Beberapa tahun lalu, ramai diberitakan sebuah desa yang lahannya dibeli oleh Pertamina. Pemilik lahan tersebut mendapatkan ganti rugi yang sangat besar. Tak lama berselang, mobil-mobil baru diangkut memasuki jalanan desa. "Rejeki nomplok" yang diterima oleh pemilik lahan tersebut segera saja dibelikan berbagai barang mewah.
Setahun berselang, penduduk desa "crazy rich" tersebut kembali menuai sorotan. Berbalik dari kemewahan yang sebelumnya menjadi sorotan, kini mereka hidup susah.
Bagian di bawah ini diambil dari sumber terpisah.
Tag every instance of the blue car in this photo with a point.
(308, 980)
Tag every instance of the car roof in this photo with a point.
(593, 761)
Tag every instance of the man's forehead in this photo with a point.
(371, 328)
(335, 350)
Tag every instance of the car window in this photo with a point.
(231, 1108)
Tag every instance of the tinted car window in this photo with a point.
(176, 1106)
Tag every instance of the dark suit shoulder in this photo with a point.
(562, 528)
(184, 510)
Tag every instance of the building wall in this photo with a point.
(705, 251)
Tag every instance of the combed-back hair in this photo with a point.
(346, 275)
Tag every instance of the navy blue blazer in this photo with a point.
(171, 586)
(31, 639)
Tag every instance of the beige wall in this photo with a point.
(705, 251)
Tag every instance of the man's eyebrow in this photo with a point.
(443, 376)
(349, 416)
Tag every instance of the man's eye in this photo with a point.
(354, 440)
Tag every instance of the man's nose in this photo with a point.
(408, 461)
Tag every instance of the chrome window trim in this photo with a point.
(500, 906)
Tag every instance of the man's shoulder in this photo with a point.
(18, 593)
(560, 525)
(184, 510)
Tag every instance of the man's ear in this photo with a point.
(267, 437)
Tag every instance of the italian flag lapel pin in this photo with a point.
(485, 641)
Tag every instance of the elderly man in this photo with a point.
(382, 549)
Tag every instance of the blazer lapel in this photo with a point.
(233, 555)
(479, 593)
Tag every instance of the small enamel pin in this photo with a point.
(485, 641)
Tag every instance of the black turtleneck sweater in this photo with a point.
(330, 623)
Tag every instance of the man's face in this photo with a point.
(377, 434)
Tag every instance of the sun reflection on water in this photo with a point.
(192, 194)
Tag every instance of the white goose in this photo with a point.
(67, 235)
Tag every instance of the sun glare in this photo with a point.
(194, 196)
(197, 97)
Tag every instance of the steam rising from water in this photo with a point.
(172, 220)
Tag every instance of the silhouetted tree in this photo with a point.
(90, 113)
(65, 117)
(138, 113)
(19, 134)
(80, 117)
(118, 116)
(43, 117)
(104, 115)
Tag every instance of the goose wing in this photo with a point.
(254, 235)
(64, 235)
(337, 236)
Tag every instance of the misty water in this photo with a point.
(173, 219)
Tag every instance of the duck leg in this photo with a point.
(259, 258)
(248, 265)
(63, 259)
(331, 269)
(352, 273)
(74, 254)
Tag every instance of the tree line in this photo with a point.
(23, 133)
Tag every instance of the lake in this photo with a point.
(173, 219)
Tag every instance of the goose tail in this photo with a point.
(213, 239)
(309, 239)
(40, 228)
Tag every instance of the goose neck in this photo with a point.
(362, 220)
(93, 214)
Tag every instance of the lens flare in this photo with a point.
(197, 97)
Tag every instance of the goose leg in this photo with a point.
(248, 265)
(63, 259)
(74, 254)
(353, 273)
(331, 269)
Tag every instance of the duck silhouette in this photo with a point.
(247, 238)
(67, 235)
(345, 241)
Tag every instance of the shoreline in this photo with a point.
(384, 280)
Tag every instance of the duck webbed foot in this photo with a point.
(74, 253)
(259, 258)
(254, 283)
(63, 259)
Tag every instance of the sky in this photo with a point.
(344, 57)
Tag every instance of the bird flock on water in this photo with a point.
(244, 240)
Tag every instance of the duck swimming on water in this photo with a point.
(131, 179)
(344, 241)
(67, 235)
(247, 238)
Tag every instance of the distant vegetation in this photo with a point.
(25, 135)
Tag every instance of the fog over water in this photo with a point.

Uang hasil penjualan lahan tersebut perlahan menipis. Beberapa bahkan harus menjual asetnya dan hidup dengan kondisi yang lebih menyedihkan daripada sebelumnya.
Kisah semacam itu tidak sulit ditemukan di berbagai desa di Indonesia. Mempertahankan kekayaan seringkali lebih sulit daripada memperolehnya.
Usaha Mikro yang Tidak Pernah Naik Kelas
Di momen idulfitri lalu, saat pulang kampung, saya mendengar suara khas penjual susu langganan saat saya SD dulu. Sontak saya panggil. Dan ternyata benar, yang datang adalah abang susu yang sama dengan yang dua puluh tahun lalu sering saya beli, dengan raut wajah yang jauh lebih tua.
Fenomena seperti ini banyak saya temukan. Ada penjual cilok, penjual gorengan hingga tukang odong-odong. Mereka menua tanpa ada kemajuan.
Di satu sisi, ini merupakan dampak dari kemiskinan struktural. Mereka tidak memiliki kemampuan dan modal yang memadai untuk meningkatkan skala usaha mereka. Namun di sisi lain, ini adalah budaya buruk yang harus dikoreksi oleh sistem pendidikan kita.